What interactive elements can I apply to email?

If we want something simple and “effective”:

Hover Effects

One of the simplest effects to apply is hover , that is, the change in style or content when a user places or passes the pointer over an element.


These effects provide a very striking effect on desktop, but it is important that the content hidden by the hover is not essential for the email, since on mobile this functionality does not exist as there is no pointer and therefore this content would never be displayed.

This is the technique we used to make this tooltip :


And if we want to complicate our lives a little:

Sliders

Image


A carousel of elements that change when you click on an element.


swipe
Menu tabs

Typical menu in which the lower content changes when clicking on the different tabs


Hamburger Menu

The menu is compressed on mobile so as not to detract from the main content.

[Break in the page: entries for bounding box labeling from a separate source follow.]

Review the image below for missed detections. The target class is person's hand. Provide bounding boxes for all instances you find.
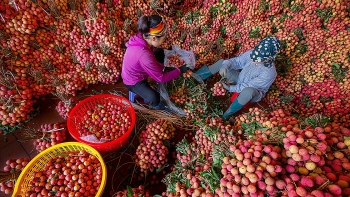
[179,64,189,74]
[163,66,176,73]
[221,82,230,91]
[219,60,231,78]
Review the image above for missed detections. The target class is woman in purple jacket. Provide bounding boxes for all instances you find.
[122,15,188,110]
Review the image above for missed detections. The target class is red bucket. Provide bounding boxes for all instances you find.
[67,94,136,154]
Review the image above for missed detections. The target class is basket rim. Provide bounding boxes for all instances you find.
[67,94,136,147]
[11,142,107,197]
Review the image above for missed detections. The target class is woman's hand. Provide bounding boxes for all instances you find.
[179,64,189,74]
[163,67,176,73]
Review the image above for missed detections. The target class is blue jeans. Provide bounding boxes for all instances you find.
[226,70,260,105]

We’re more than used to seeing these three features on most websites, but did you know that we can apply them to email? Well… sort of. They all use a technique called “ Checkbox hack ” that makes use of inputs and the CSS pseudo class checked to display different content for devices that can support interactivity and those that can’t. The fallback can display any static content we want.


So why do we hardly see any examples of interactive emails in our inbox?
This is when our excitement fades after having spent so much time understanding and developing these elements… Just because it can be done doesn't mean it should be done.

Support is not widespread and will almost always be available only on Apple devices… is it worth it to dedicate so many resources and make the machinery that runs our email so complex that the majority of our database will never see it? What's more, those who will see it… will they know how to use it? So we have three problems when it comes to implementing these innovations:

Complexity of development
The code is complex and not very flexible, which makes it very difficult for us to work for brands that offer us short development times for their daily emails. This complexity translates into long development times, so it is not only complex, it is also expensive.

Medium.
It only works on Apple devices, mainly (40% of openings, approximately). The rest will show the fallback (60%).

Usability
We have tested the slider on a small group of people and in many cases the first interaction of the user with the slider has been quite disappointing: they scroll without knowing that the slider is there, they swipe (like the one we do when we go through stories on Instagram) which in many inboxes means going to the next email, or they click on the image without really understanding where it will take them (to another slide , to an external link…). Therefore, many times integrating these interactive options is justified more by a question of branding and “being up to date” than by real business reasons (CTO, Conversion…). And even with this motivation, we do not end up seeing that the brand image is reinforced with a confused user.